Este modelo introduce un criterio fuertemente transaccional para el acceso y la permanencia, atado a la capacidad económica de los Estados, y rompe con el principio de igualdad soberana que rige en la ONU y en otros foros multilaterales.
Invitación a Argentina y reacciones en el escenario global
La iniciativa cobró especial relevancia en la Argentina luego de que el presidente Javier Milei confirmara haber recibido una propuesta formal para que el país se sume como Miembro Fundador del Consejo de Paz. Aunque no trascendió si Buenos Aires debería realizar el aporte mínimo de 1.000 millones de dólares, el guiño se inscribe en el alineamiento estratégico que el Gobierno viene expresando hacia Washington desde el inicio de su gestión.
Mientras Milei evalúa los alcances políticos y económicos de la invitación, en Europa y en distintos organismos internacionales predomina la cautela e incluso el rechazo. Fuentes consultadas por Bloomberg señalan que un grupo de países ya trabaja de manera coordinada para bloquear o al menos limitar el avance del Consejo, ante el temor de que se convierta en una herramienta de presión económica bajo el rótulo de diplomacia de paz.
Críticos del proyecto advierten que el Consejo de Paz podría consolidar un sistema en el que la influencia internacional se compra con cheques millonarios y se concentra en manos de un solo liderazgo.

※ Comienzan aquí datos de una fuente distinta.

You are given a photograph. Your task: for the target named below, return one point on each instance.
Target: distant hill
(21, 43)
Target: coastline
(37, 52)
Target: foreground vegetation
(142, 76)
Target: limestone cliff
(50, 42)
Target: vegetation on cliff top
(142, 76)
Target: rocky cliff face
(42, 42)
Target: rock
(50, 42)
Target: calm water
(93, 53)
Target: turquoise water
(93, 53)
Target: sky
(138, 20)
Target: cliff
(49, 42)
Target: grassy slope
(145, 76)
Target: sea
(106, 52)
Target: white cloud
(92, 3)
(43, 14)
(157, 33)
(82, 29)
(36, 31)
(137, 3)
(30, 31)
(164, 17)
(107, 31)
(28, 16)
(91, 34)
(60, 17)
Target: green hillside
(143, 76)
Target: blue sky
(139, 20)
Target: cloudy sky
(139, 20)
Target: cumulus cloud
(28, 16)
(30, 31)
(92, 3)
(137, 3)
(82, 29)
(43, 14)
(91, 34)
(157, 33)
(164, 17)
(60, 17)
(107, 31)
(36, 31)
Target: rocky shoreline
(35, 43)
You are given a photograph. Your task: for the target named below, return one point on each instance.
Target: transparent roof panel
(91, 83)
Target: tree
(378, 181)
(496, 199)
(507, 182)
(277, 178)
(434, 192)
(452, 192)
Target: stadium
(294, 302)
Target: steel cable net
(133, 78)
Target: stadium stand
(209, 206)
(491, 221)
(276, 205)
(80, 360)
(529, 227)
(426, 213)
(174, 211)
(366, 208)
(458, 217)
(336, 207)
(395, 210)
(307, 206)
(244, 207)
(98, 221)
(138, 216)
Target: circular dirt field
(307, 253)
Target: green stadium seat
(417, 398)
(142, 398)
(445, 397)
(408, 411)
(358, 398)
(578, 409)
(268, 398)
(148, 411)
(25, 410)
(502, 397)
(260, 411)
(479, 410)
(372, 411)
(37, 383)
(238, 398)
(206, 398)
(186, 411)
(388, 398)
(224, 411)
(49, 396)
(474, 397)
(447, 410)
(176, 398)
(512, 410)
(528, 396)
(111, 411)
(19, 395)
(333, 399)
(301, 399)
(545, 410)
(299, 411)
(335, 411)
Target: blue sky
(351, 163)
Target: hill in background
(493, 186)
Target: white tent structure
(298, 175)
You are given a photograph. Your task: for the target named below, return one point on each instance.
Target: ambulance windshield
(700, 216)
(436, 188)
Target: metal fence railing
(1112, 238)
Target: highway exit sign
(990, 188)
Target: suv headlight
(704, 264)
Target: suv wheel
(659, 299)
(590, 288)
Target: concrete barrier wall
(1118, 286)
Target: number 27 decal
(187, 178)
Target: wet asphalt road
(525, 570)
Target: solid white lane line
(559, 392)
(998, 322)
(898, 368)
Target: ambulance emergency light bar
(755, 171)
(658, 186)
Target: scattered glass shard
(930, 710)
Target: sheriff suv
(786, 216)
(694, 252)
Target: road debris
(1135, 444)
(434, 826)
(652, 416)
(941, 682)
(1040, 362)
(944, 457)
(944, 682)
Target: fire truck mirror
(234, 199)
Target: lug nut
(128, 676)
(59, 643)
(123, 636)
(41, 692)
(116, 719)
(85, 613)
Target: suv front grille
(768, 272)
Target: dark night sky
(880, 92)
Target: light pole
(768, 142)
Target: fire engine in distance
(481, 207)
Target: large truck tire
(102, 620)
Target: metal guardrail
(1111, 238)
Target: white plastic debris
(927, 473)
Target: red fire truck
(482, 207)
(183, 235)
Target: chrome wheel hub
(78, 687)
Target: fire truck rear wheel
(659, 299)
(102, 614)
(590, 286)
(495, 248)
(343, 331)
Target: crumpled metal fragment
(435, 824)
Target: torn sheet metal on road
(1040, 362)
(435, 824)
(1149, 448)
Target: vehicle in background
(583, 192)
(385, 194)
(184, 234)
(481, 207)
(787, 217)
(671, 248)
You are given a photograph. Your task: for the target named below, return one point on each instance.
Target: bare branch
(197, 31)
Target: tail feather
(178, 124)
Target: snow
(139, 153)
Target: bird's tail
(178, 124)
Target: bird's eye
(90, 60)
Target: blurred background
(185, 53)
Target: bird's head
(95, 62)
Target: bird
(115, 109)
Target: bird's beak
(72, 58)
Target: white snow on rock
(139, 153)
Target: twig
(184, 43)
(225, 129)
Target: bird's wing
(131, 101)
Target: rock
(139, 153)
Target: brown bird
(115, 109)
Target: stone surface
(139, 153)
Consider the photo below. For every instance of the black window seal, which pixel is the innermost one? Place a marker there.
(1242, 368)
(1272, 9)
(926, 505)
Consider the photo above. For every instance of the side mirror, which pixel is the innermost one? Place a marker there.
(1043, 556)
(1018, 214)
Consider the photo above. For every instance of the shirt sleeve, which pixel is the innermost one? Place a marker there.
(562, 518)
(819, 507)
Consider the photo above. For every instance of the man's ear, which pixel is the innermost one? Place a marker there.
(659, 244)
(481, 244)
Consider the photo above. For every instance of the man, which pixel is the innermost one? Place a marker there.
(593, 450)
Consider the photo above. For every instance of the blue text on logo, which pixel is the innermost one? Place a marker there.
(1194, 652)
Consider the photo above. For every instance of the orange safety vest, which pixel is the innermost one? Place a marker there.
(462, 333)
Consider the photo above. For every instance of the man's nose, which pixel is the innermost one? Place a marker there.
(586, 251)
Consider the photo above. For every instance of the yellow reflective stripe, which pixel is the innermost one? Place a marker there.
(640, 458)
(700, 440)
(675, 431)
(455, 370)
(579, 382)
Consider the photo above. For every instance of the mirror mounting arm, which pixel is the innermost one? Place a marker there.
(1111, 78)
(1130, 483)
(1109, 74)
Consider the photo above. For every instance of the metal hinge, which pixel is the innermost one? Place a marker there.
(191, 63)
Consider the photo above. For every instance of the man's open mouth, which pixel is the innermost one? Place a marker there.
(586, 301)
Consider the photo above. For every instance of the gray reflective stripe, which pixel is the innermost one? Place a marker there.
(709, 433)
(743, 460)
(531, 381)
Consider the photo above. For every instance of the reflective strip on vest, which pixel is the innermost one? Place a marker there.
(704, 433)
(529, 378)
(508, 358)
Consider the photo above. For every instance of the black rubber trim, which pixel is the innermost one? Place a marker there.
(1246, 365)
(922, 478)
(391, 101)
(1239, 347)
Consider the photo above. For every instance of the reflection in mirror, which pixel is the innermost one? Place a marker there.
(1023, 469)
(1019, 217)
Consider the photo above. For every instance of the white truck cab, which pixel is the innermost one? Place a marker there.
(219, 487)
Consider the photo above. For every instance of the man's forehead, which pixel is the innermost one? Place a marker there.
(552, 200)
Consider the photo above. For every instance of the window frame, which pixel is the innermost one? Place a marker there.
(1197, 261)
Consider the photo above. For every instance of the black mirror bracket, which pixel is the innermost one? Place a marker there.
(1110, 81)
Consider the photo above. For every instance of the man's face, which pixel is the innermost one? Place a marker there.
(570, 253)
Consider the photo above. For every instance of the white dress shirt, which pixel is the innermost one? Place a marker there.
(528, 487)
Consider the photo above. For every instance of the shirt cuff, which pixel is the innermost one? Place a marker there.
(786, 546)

Con el “Consejo de Paz”, la administración Trump busca rediseñar el mapa de la gobernanza global, privilegiando acuerdos de lealtad directa y contribuciones financieras sobre los mecanismos multilaterales tradicionales. El lugar que ocupará la Argentina en este nuevo tablero, y el impacto que el proyecto pueda tener en el equilibrio de fuerzas con la ONU, serán claves a seguir en los próximos meses.